Большинство мальчиков остались безучастными к словам Кузовкина, некоторые сказали об этом своим родителям, и те объяснили детям, что Кузовкин просто шутил, а может быть, хотел, чтобы они сделали сверхурочную работу по чистописанию. Ни Жоржик, ни Глебушка ничего Ирине Сергеевне не сказали и, засыпая в этот день, поздним вечером, гадали, как они будут братьями милосердия там, где такие злые турки и такие бедные и несчастные сербы и болгары. Но Глебушка поленился написать заявление.

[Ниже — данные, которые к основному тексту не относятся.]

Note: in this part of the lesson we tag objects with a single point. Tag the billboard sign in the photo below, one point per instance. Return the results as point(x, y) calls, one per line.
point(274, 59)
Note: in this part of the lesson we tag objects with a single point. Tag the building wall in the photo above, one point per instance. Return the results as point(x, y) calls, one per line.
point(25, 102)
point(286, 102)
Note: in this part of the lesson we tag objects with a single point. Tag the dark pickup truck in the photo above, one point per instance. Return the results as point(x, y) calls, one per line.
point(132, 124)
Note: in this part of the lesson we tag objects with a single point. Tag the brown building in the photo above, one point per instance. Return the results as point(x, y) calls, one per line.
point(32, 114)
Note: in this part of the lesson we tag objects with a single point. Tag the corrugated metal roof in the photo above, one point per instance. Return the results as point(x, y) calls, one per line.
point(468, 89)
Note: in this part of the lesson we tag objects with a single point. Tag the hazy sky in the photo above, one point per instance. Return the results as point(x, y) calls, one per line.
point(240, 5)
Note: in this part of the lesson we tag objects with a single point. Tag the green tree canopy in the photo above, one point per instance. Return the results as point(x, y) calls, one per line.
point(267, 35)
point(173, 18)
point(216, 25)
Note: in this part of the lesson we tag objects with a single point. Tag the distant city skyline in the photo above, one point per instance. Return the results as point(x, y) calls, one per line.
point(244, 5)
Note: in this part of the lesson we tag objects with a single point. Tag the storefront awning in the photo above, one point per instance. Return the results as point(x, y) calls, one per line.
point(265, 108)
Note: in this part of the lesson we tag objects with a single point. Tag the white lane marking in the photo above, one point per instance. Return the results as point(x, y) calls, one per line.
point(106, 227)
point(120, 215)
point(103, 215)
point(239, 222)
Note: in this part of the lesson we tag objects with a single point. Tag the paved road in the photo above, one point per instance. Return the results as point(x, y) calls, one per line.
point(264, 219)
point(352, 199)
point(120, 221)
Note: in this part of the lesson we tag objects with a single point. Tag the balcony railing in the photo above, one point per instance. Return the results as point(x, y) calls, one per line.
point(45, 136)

На другой день во время урока чистописания случилось так, что один только Жоржик принес большой лист почтовой бумаги, который он выпросил у матери, и на нем твердым почерком было написано: «Я хочу быть братом милосердия и поехать туда, где сражаются, чтобы ухаживать за ранеными. Я буду ухаживать за русскими, сербами и болгарами».

Когда Жоржик подал эту бумагу Кузовкину, тот не сразу понял, в чем дело, потом вспомнил о своих вчерашних словах, несколько сконфуженно похвалил старательного ученика, в пример поставил ему 5 с плюсом, высший бал, и спокойно перешел к очередным занятиям. Если бы еще он что-нибудь сказал Жоржику. Ни одного слова.

Дома Глебушка с простодушием рассказал обо всем Ирине Сергеевне. Она была в это время занята чем-то более серьезным и ограничилась только тем, что назвала Кузовкина глупым болтуном, а на Жоржика посмотрела с нежностью и сказала: «Смешной ты мальчик, неужели ты ему поверил? Ну что бы там стали делать с детьми, где каждую минуту убитые и раненые».

Это была первая стена между мальчиком и взрослыми. Эта стена была почти прозрачная, как хрусталь, но и непроницаемая, как хрусталь. Все движения видны и по ту и по другую сторону, но, чтобы дошло от одного к другому живое дыхание, нужно пробить эту преграду. И пробить такую тонкую прозрачную преграду необыкновенно трудно. Она плотности исключительной.

Когда позднее, и гораздо позднее, обман стал подходить к Жоржику, то на цыпочках и воровски, то с грубой разбойничьей наглостью, то с ласковой девической или женской усмешкой, он, пожалуй, никогда уже не испытывал такого сильного впечатления, как этот первый раз. Ему показалось этот раз, что лица людей все стали изменившимися, и что даже цвет неба стал другой.

20

В Шушуне было несколько кожевенных заводов. В нем было также много торговцев мукой. По той улице, где жили Гиреевы, часто тянулись длинные обозы, то с кожами, то с большими, усыпанными мукой мешками. От обоза с кожами всегда шел острый, неприятный запах, распространявшийся далеко и пробивавшийся даже в дома, мимо которых ехали возы. Жители Шушуна смотрели на появление такого обоза, как на истинное несчастье данного дня. С простотой невинных жителей царства берендеев прохожие поносили вслух мужиков, сопровождавших возы с вонючими кожами, мужики время от времени изливали на прохожих поток тех изумительных бранных слов, которые женщин заставляли краснеть и делать непонимающее лицо, мужчин частью хмуриться, частью весело улыбаться, а подрастающее поколение залюбопытненно обогащать лексикон своих слов совершенно новыми речениями, чем гимназисты щеголяли между собой. Обозы мучные были более кротки в своем возникновении, но вообще неподобная брань была в Шушуне, верно осталась и доселе, естественным способом словесного соприкосновения людей между собой.